NİYET ETTİM CEMALİ YARİM OLAN GÜZEL BAHTIM-TACI NUR OLAN -ÖZÜ GÜNEŞ RUHUMUN MÜRŞİDİM OLMASINA :) bana hiçbir şeye benzemeyen tarifi imkansız huzurlu güzel yüzünü gösteren ve gözlerimden beni aşka esir eden..gidip kendine aşık olacağı bir kamil mürşid bulup, o mürşidin gözlerinden bana aşkla bakan ve beni deliye döndürüp kul eden....bana herşeyi öğreten, beni sayısız defa sayısız biçim ve bedenimde öldüren,her öldürdükten sonra tekrar yeni idraklerde dirilten,sevmeyi öğreten...aşkın en delisini ve en şiddetlisini büyük bir itina ile YAŞATIP, BENİ ACIDAN 1001 DEFA ÖLDÜREN-KISKANÇLIKTAN MİLYONLARCA KURDA KEMİRTEN ve yine büyük aşık mürşid-i aşkın kontrolünde beni sabırtaşına döndüren....ruhum aşkımdan sema ederken değirmen taşından çekilen un olup- ekmek yapılan...ip olup zaman çıkrığında kendisine örümceğin ağ evini kurup halkın üzerine ağı attılan.... yüce rehberim,mürşidim,öğretenim ruhum....öğretenler günün kutlu olsun .seni seviyorum.." Kul Allahü teâlânın sevgisini tattığı zaman, Allah o kulunun kusurlarını kendisine gösterir. Böylece o, başkalarının kusurlarını göremez olur." / Hz.Rabia´tül Adeviyye

bütün gece uyumadım.sabaha dek Senli düşünce kadehlerini içtim..
sarhoşluğum isyanıma karışmıştı,yediğim hannas beni yenmişti..
zilzurna kıskançtım..Seni herkesten, Seni Senden,Seni kendimden kıskanıyorum..
kendimden nefret ediyorum….
her gelişim gibi,”ama!!? bu son defaydı..”aşkımı geri vermeye gelecektim..
dervişliğimden istifa ediyordum..tüm sokak dünyalığımı giydim..bakınca bile belli olsun istedim kararım.bakınca anla yani..

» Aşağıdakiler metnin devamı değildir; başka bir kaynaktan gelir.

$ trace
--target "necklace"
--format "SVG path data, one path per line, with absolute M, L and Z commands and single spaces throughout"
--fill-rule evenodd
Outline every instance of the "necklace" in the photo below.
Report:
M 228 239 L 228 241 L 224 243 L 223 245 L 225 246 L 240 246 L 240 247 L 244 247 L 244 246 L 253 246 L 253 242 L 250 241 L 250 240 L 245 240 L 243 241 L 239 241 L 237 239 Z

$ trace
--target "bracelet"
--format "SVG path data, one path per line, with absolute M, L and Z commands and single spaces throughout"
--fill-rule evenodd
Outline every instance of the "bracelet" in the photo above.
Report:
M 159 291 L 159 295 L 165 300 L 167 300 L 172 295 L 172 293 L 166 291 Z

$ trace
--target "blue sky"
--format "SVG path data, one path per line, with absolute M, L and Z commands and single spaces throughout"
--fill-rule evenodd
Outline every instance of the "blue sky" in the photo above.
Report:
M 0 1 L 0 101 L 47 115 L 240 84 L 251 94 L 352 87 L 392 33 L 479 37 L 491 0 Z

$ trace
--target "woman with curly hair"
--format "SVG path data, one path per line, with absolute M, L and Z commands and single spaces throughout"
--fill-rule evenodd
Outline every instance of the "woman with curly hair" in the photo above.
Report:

en son gelişimde “artık Sizi görmeden durabiliyorum..
bir daha Sizi görmeye gelmeyeceğim” demiştim..”tamam,çok güzel, nasıl istersen..sen bilirsin” dedin hani..ve bana kendini göstermedin..ne cehennemdi ama..ne sancılı bir zamandı..
ertesi gün aramıştım..”yalan söyledim..bir daha yapmayın lütfen..yalan.. ben Sizi görmezsem yaşayamam” demiştim..ne güzel gülmüştün..”geçecek bunlar demiştin..alışacaksın..”
başlarda,değişemediğimden bahsetmiştim tüm utancımla…”böyle kal..olduğun gibi.. değişme...rahat ol..ben memnunum,  istediğin gibi davranabilirsin..” demiştin..oysa beni bu halimle kimse kabul etmezdi bilirim..ve söz almıştın ; bende Seni değiştirmeye çalışmayacaktım.eğer Seni değiştirirsem ,o zaman Seni böyle sevemeyeceğimi söyledin.demek ki,Seni bu kadar sevmemi Sende sevdin :)..ve Sen ,beni her halimle öylece  kabul ettin..

Sen benden hiçbir şey istemedin ve bende Senden hiçbir şey istemedim..çünkü kimseyi sevemeyen ben; sevmeyi öğrenmeye Sana gelmiştim..karşılık beklemeden sevmek tek kuraldı..başta çok zordu ama istememeye alışıyorum…çünkü Sen istememe bırakmadan tüm müşküllerimi çözüyorsun..görme isteğim ise henüz sonuçsuzdu ..ben Seni görmeye doyamıyordum..
………………………………………………….
şimdi Senin dizlerinin üzerinde benim masallarım var ..beyaz kağıtların arasında beyaz bir şey var..”ne bu?” diyorsun ..anlatıyorum..gülüyorsun.çocukça tabii..anlatamadığımın anlamı aslında.. öylesine belli ki..anla yani..ruhum gibi..bembeyaz bir tül gibi seni sarsın.. benden başka rüya görme diyorum aslında.. anla yani…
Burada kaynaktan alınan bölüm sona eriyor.